The brilliant BalletBoyz delighted their audience at the New Theatre last Friday with a scintillating night of dance, marred for this reviewer at least only by its frustrating brevity at 80 minutes, including interval.

Mind you, such was the energy on display in the high-octane programme that one doubted the ability of the ten young male dancers to extend the show.

The production was entitled Life, which might have appeared contrary given that the second – and longer – of the two pieces, from Venezuelan director Javier de Frutos, is focused on a death.

The death is that of de Frutos himself, killed in a stage accident during rehearsal. This is Fiction, the title of the piece.

What follows is a demonstration that ‘the show must go on’, while the story of de Frutos’s colourful life in dance is told in an obituary written by the critic Ismene Brown and read by Imelda Staunton, Jim Carter and Derek Jacobi.

The action occurs on and around a moveable barre in the starkly lit rehearsal room, with the dancers showing their sense of loss, as well as their supreme athleticism, to a challenging original score by Ben Foskett.

The evening began with another work commissioned by the company, from Swedish choreographer Pontus Lidberg.

Rabbit begins with a young boy performing elegant movements beside a swing on which is seated a man wearing a rabbit head. We appear to be in a land of magic, perhaps that of Alice in Wonderland.

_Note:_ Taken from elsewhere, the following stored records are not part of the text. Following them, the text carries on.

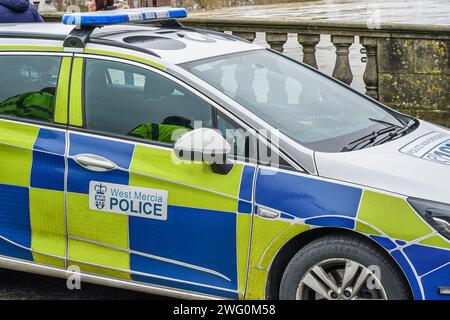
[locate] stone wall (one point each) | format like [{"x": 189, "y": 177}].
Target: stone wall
[{"x": 414, "y": 77}]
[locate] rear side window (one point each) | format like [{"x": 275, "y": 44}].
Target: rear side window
[{"x": 28, "y": 86}]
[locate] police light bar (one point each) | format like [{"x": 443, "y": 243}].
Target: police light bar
[{"x": 103, "y": 18}]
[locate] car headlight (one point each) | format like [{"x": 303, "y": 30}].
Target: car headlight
[{"x": 435, "y": 213}]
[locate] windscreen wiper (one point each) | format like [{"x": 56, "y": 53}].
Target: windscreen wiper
[
  {"x": 369, "y": 139},
  {"x": 396, "y": 133}
]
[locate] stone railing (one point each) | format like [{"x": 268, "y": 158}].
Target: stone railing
[{"x": 407, "y": 67}]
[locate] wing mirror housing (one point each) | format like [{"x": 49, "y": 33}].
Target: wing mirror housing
[{"x": 205, "y": 145}]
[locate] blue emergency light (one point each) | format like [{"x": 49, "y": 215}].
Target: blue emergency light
[{"x": 103, "y": 18}]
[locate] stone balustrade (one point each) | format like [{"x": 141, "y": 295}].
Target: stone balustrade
[{"x": 407, "y": 67}]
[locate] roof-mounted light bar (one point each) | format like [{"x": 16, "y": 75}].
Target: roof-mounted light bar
[
  {"x": 86, "y": 22},
  {"x": 110, "y": 17}
]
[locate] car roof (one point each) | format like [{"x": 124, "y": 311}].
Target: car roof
[{"x": 173, "y": 44}]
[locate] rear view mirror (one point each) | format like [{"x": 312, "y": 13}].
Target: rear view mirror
[{"x": 205, "y": 145}]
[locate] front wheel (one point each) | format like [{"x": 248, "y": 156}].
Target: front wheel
[{"x": 342, "y": 267}]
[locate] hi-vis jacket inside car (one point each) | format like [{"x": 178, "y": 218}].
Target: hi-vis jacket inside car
[{"x": 98, "y": 129}]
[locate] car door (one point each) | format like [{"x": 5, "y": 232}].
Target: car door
[
  {"x": 136, "y": 213},
  {"x": 33, "y": 109}
]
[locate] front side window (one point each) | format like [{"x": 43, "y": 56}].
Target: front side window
[
  {"x": 303, "y": 104},
  {"x": 126, "y": 100},
  {"x": 28, "y": 86}
]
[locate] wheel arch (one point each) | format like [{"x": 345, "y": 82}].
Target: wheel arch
[{"x": 296, "y": 243}]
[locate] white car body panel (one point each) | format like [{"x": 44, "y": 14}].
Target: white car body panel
[{"x": 385, "y": 167}]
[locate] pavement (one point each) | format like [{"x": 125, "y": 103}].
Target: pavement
[
  {"x": 16, "y": 285},
  {"x": 435, "y": 12}
]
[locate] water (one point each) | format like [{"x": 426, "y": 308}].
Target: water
[
  {"x": 427, "y": 12},
  {"x": 436, "y": 12}
]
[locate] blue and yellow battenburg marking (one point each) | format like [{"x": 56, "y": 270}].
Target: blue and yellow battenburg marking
[
  {"x": 390, "y": 221},
  {"x": 203, "y": 245}
]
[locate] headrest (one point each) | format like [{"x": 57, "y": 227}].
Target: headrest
[{"x": 157, "y": 86}]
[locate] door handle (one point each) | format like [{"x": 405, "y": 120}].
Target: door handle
[
  {"x": 94, "y": 162},
  {"x": 267, "y": 213}
]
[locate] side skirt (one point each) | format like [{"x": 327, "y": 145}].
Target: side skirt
[{"x": 26, "y": 266}]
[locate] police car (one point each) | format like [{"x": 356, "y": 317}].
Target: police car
[{"x": 193, "y": 164}]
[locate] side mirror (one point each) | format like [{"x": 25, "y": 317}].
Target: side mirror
[{"x": 205, "y": 145}]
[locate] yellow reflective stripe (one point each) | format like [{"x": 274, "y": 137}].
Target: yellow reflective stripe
[
  {"x": 243, "y": 238},
  {"x": 102, "y": 227},
  {"x": 18, "y": 134},
  {"x": 126, "y": 56},
  {"x": 256, "y": 287},
  {"x": 436, "y": 241},
  {"x": 159, "y": 163},
  {"x": 48, "y": 225},
  {"x": 263, "y": 233},
  {"x": 99, "y": 259},
  {"x": 392, "y": 216},
  {"x": 16, "y": 142},
  {"x": 364, "y": 228},
  {"x": 32, "y": 48},
  {"x": 76, "y": 93},
  {"x": 185, "y": 196},
  {"x": 62, "y": 91},
  {"x": 280, "y": 241}
]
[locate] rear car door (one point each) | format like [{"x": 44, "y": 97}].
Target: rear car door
[
  {"x": 133, "y": 211},
  {"x": 33, "y": 115}
]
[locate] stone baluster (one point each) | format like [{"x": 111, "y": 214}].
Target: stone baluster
[
  {"x": 276, "y": 40},
  {"x": 342, "y": 70},
  {"x": 309, "y": 43},
  {"x": 370, "y": 76},
  {"x": 249, "y": 36}
]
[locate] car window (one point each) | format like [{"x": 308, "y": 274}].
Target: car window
[
  {"x": 126, "y": 100},
  {"x": 28, "y": 86},
  {"x": 303, "y": 104}
]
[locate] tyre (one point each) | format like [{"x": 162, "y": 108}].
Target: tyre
[{"x": 342, "y": 267}]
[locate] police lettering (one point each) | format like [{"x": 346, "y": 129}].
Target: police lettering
[{"x": 137, "y": 207}]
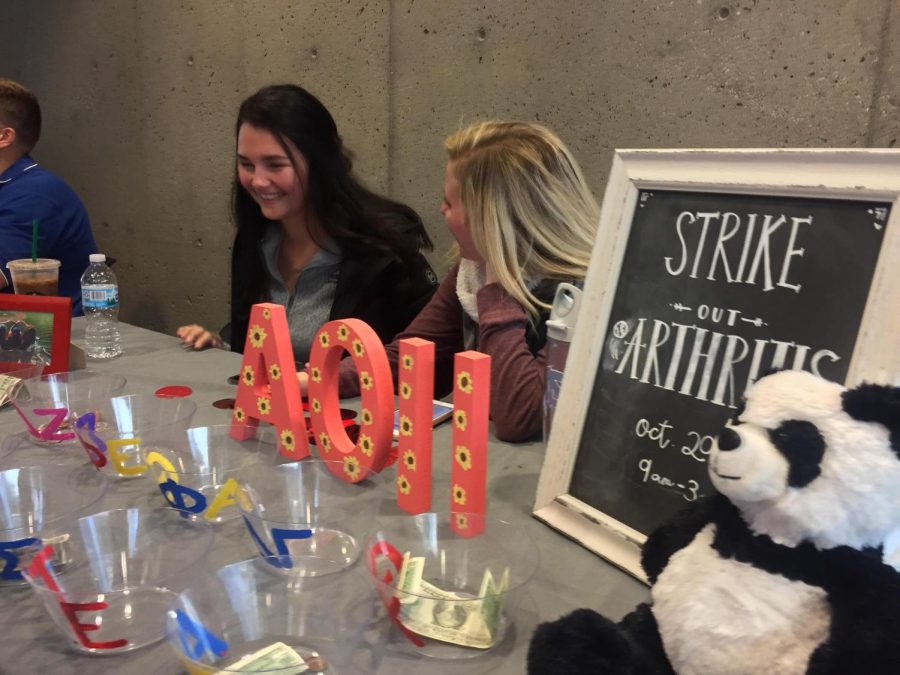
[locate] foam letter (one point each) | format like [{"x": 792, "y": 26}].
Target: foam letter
[
  {"x": 468, "y": 476},
  {"x": 415, "y": 386},
  {"x": 267, "y": 388},
  {"x": 376, "y": 390}
]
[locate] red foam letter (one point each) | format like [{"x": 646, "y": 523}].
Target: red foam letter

From beneath the surrounding drapes then appear, as if from burrows, many more men in rabbit heads, suggestive of a leporine world from which the outsider is excluded.

There is much beauty in the dance, set to Gorecki’s haunting Little Requiem for a Certain Polka. Much vigour, too. For what – in reproductive terms at least – can be more life-affirming than a rabbit?

The BalletBoyz return to the region for performances of Life at the Everyman Theatre, Cheltenham, on June 1 (01242 572573), at the Wycombe Swan on October 31 (01494 512000) and the Hexagon, Reading, on November 19 (0118 960 6060).